Julian Gornall-Thode: Any visitor to Chengdu will almost certainly be served hotpot at some point during their trip. How about asking me for my top 3 tips for eating hotpot?
- Often the hotpot will be split in two parts: a fiery red spicy side, and a more tame fragrant broth side. If you like spicy food, cook your meat and starch vegetables in the spicy side, but use the broth to cook tofu and leafy greens – these tend to soak up a lot of the broth and too much spice risks making your ears pop!
- When the pot arrives at the table, it will come with all kinds of spices and condiments inside: chilies, pepper corns, aniseed, onions, etc. These are for flavouring only, don’t attempt to eat them!
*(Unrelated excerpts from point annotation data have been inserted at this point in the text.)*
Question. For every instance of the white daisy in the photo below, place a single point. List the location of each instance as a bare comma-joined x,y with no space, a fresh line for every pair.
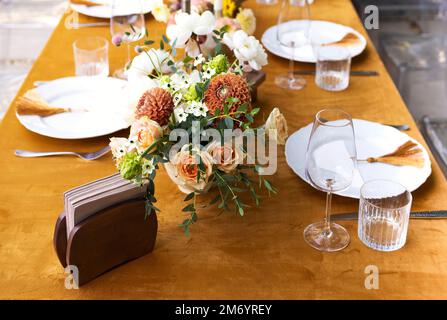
200,110
148,167
180,115
209,73
199,60
177,98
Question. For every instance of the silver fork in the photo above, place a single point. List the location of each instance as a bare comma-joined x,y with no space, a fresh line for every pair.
84,155
78,25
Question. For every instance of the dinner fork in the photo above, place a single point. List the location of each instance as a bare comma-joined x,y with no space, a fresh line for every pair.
84,155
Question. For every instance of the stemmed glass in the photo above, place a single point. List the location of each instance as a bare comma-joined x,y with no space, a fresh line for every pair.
127,25
330,165
293,32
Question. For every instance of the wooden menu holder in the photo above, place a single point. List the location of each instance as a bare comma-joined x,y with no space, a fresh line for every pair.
109,238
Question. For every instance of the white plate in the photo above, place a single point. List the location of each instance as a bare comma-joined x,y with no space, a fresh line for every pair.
321,32
103,97
105,11
372,139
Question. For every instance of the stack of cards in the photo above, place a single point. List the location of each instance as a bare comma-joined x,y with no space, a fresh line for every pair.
86,200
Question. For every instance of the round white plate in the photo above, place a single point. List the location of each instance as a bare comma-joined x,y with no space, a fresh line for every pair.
372,139
105,11
103,97
321,32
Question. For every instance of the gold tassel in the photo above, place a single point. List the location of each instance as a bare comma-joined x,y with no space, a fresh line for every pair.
33,104
408,154
86,3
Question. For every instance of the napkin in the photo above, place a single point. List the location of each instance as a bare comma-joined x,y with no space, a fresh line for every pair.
86,200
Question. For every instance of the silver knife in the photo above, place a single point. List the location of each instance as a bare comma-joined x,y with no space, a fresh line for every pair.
366,73
439,214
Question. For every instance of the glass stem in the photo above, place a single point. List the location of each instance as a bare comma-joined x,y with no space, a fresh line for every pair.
292,66
126,65
327,218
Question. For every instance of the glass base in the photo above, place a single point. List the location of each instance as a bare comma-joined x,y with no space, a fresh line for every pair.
316,236
120,74
290,82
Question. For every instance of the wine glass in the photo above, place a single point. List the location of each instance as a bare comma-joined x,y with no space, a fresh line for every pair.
127,25
293,32
330,165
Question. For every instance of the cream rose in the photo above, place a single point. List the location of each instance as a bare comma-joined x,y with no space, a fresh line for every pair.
183,170
276,126
144,132
227,156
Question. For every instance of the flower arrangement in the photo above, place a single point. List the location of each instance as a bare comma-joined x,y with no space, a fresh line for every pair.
233,14
197,120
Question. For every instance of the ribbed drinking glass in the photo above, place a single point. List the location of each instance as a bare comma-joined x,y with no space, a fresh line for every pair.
384,213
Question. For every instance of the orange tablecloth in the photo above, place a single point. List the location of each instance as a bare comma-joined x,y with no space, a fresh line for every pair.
263,254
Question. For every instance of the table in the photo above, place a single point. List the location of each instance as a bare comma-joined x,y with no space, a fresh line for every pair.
261,255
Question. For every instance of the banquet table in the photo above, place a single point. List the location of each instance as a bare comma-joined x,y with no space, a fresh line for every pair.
259,256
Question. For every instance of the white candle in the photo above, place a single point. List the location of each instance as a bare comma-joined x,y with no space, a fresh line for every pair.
218,8
218,5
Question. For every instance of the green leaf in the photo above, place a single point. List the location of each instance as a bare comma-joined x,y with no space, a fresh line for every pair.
188,208
255,111
229,123
189,196
242,108
216,198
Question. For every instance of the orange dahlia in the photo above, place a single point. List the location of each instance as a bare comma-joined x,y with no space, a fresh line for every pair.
226,86
156,104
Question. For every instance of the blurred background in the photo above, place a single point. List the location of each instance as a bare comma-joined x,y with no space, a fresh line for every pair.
411,40
25,26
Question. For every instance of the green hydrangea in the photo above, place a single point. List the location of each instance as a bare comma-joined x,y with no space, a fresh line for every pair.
220,63
164,80
191,94
130,166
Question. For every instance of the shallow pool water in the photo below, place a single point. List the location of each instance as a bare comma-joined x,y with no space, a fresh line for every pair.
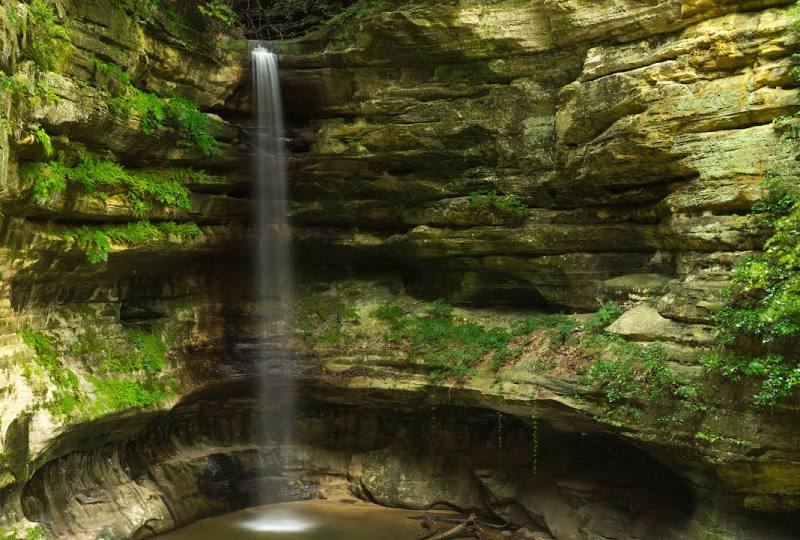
313,520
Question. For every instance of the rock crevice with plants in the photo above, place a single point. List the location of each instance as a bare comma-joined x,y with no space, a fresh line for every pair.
547,257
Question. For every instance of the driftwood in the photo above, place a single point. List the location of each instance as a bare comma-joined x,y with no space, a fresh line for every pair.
469,528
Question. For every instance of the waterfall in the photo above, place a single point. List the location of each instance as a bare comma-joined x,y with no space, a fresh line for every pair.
274,275
274,262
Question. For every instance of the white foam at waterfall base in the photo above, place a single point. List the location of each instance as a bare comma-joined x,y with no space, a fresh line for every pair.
279,521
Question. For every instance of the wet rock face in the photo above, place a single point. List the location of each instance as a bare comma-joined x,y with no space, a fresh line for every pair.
207,456
632,131
547,154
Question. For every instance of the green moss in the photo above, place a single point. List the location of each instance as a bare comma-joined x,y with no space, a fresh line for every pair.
451,347
321,318
44,139
36,532
763,302
114,394
48,40
96,241
607,314
143,187
66,391
624,369
148,354
507,206
156,114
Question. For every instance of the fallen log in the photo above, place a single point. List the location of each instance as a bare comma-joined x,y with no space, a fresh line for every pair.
469,528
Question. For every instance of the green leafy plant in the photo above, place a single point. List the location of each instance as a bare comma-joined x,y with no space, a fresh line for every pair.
763,302
450,346
508,206
143,187
44,140
96,242
156,114
218,12
66,392
607,314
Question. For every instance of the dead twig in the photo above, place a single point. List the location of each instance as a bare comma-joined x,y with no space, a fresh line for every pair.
469,528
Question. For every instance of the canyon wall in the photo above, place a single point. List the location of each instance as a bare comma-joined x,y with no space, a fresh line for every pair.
512,157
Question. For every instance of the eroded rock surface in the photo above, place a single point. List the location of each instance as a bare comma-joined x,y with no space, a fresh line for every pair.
549,155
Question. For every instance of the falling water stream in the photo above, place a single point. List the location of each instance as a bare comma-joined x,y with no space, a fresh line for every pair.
309,520
274,279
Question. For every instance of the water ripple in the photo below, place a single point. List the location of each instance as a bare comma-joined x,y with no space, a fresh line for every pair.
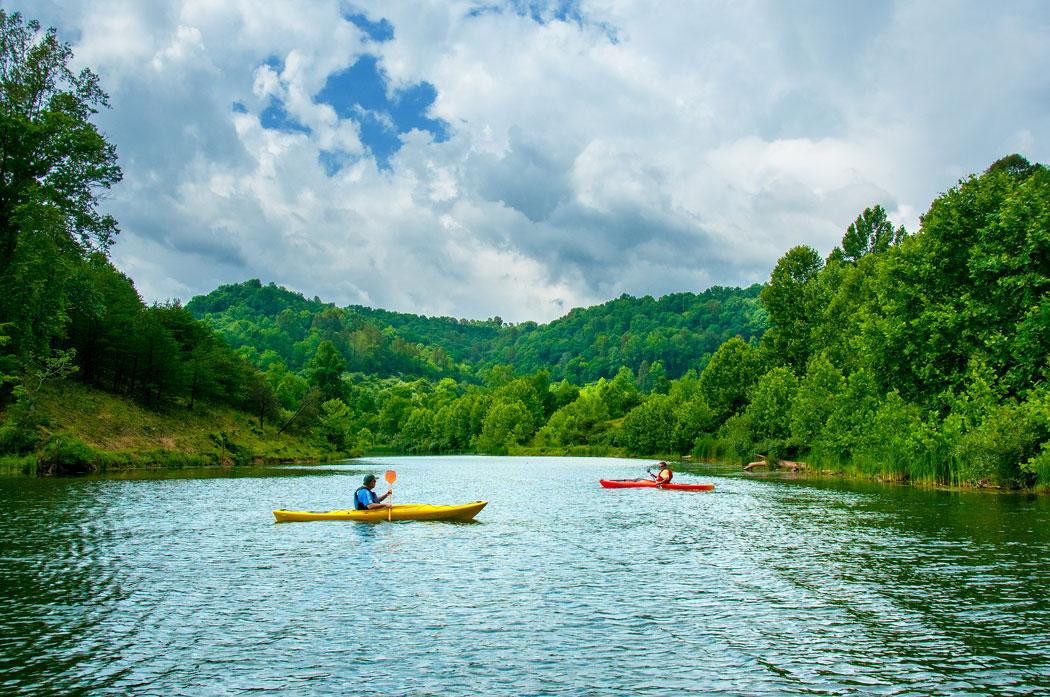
184,586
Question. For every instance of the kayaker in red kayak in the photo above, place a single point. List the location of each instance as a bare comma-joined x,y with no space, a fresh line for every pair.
665,474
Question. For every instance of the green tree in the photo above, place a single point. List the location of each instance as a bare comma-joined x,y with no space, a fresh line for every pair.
729,376
793,307
870,233
815,401
770,404
53,157
506,423
324,372
649,428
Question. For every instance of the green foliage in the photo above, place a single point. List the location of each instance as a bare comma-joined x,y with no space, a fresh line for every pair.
324,372
870,233
792,301
815,401
334,425
651,426
770,405
587,344
506,424
729,376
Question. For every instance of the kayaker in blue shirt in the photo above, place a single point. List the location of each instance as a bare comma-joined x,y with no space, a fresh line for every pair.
365,499
665,474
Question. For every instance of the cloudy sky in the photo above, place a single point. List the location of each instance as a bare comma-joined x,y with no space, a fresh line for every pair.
477,157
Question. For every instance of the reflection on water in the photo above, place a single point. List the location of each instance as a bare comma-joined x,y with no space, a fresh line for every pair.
182,583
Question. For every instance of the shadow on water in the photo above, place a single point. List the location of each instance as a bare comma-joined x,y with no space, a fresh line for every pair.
183,583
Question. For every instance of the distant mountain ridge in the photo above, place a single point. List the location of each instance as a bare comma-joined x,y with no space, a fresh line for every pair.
268,322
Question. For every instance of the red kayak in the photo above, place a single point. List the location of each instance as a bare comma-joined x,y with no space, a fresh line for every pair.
649,484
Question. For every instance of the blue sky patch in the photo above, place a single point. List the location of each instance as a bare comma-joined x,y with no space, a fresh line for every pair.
275,118
333,161
359,92
378,32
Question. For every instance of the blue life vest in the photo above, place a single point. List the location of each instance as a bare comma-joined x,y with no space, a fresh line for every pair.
358,504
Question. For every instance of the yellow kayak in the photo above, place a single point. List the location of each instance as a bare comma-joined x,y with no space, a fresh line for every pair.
399,512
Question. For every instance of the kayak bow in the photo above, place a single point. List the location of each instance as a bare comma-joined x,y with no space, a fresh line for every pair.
462,512
650,484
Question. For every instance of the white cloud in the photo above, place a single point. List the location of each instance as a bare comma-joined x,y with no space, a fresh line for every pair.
646,149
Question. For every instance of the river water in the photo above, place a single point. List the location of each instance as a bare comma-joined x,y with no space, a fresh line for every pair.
184,585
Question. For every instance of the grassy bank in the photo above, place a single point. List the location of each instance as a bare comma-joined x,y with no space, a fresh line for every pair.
86,430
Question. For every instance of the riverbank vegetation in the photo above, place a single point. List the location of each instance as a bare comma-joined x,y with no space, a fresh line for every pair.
901,356
67,313
919,357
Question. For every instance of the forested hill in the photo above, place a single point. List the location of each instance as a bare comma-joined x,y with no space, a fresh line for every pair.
268,323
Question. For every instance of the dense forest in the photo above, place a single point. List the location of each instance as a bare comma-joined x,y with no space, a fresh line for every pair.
669,335
65,311
911,356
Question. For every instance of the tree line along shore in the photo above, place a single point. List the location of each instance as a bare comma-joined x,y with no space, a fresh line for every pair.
901,355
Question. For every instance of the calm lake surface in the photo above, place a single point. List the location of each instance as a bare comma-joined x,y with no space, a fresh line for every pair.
184,585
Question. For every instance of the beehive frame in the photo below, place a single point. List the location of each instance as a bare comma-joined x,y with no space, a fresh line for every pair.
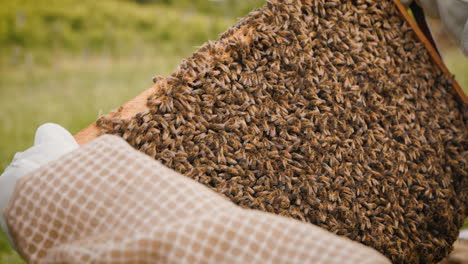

- Use the ladles provided to extricate your bounty from the depths of the pot, to save yourself the trouble of fishing around in it with your chopsticks. And take the ladle out of the pot after use, or you risk burning your fingers when you next touch it!
The World Games is a multi-sport event staged every four years by the International World Games Association, organised with the support of the International Olympic Committee. The World Games 2022 was held in Birmingham, Alabama, USA, 7-17 July 2022. 3,600 athletes from 34 sports and 100 countries took part in the Games. The 12th edition of The World Games will be held in Chengdu, CHN, 7-17 August 2025.